Immense and brooding spirit, do you rest

Within the confines of your narrow vault;

You who knew no rest in life, no halt

In the fulfilment of your dream; whose quest

Of Empire never ceased; at whose behest

A country sprang into being? Now the fault

Of Kruger on your life work makes assault;

Immense and brooding spirit, do you rest?

 

Provincialism has us by the throat.

Your mighty dream of Empire we have lost,

That dream for which you, counting not the cost,

Adventured selflessly; and small minds gloat

On the achievement of their petty aim.

The Lion Rampant now is hunted game.

 

“Handsworth”, Devonport Road

Tamboers Kloof, Capetown.


                     Worship

When the light within meets the light without

And around and about and above

And knows itself at one

With the indivisible energy of love:

When immanence meets transcendence

The infinitesimal spark the infinite flame,

There is no dark, and the infinite

Has no need of a name.


Airlie Close

Constantia, C.P.


               Written for music

Life is written for music, and should be sung.

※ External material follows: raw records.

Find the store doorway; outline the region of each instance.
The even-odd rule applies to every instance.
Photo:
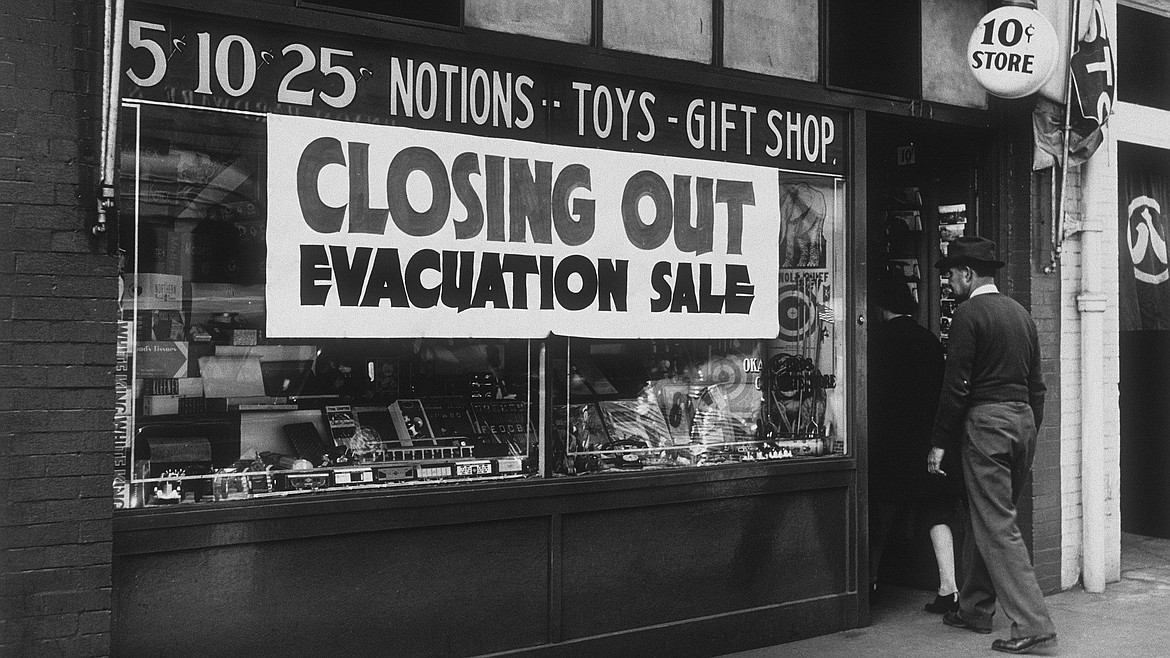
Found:
[[[1117,156],[1121,529],[1170,538],[1170,151]]]
[[[893,280],[905,286],[916,305],[912,317],[934,334],[944,351],[956,301],[934,269],[934,263],[945,253],[948,243],[958,236],[994,237],[988,210],[991,191],[984,184],[990,180],[989,141],[984,131],[949,124],[900,117],[871,116],[869,119],[865,172],[868,288],[876,291],[879,279],[886,280],[887,284]],[[874,295],[869,298],[872,301]],[[888,472],[889,456],[896,451],[898,457],[894,461],[911,462],[914,474],[921,466],[921,473],[925,475],[929,435],[917,441],[885,436],[890,434],[890,426],[881,420],[884,408],[874,406],[884,405],[891,399],[890,395],[881,394],[882,391],[875,387],[899,381],[882,377],[875,368],[890,367],[889,364],[898,359],[875,352],[883,348],[880,347],[882,343],[874,340],[874,323],[880,320],[880,316],[872,303],[868,314],[871,323],[867,355],[871,405],[868,414],[870,467],[875,469],[875,474],[883,472],[882,469]],[[915,373],[906,375],[911,379],[921,372],[914,368],[909,370]],[[930,405],[932,401],[924,400],[922,404]],[[927,412],[925,415],[933,414]],[[907,447],[907,443],[911,447]],[[958,476],[958,473],[953,476]],[[882,488],[890,486],[885,478],[878,483],[879,477],[870,477],[871,516],[881,504]],[[956,571],[963,540],[962,507],[962,503],[956,501],[954,513],[947,521],[952,530]],[[875,518],[881,518],[881,515]],[[882,556],[880,564],[871,567],[876,570],[878,583],[930,591],[938,588],[938,562],[930,538],[930,527],[937,518],[934,511],[919,510],[899,515],[893,526],[884,531],[871,525],[870,550],[877,549]],[[881,539],[883,534],[884,542]]]

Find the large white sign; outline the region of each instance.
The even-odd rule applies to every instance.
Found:
[[[774,338],[779,178],[268,116],[274,338]]]
[[[988,92],[1001,98],[1035,93],[1052,75],[1056,30],[1027,7],[993,9],[979,20],[967,41],[967,64]]]

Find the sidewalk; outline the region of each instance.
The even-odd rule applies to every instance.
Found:
[[[996,638],[1009,636],[1002,611],[991,635],[979,635],[942,623],[922,610],[931,592],[894,588],[873,610],[866,628],[842,631],[800,642],[744,651],[724,658],[779,656],[1003,656],[991,650]],[[1056,622],[1059,644],[1034,655],[1111,657],[1170,656],[1170,539],[1123,534],[1121,581],[1103,594],[1080,585],[1045,599]]]

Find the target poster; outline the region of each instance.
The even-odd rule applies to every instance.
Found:
[[[833,181],[781,179],[779,333],[768,361],[772,423],[792,436],[840,427],[844,364],[836,318],[844,313],[844,194]]]

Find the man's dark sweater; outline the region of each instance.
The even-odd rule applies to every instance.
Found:
[[[975,295],[951,319],[932,443],[945,450],[958,448],[967,409],[992,402],[1030,404],[1040,427],[1044,391],[1032,317],[1007,295]]]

It is our loss if we refuse to sing

Our given parts, if we neglect to bring

Our life in tune with the moon and the sun and the stars;

If our notes stick in our throats

And we are dumb for bars and bars and bars

Often our score is in a minor key.

Sometimes it is a dirge.

Sometimes as now, it seems to be

A discord. But the beat's the thing

That matters, and the will to sing -

The urge, the surge of the song that bears

The burdened heart along

Through passages of peace or strife

From overture to finale

In the comic, tragic, opera of life.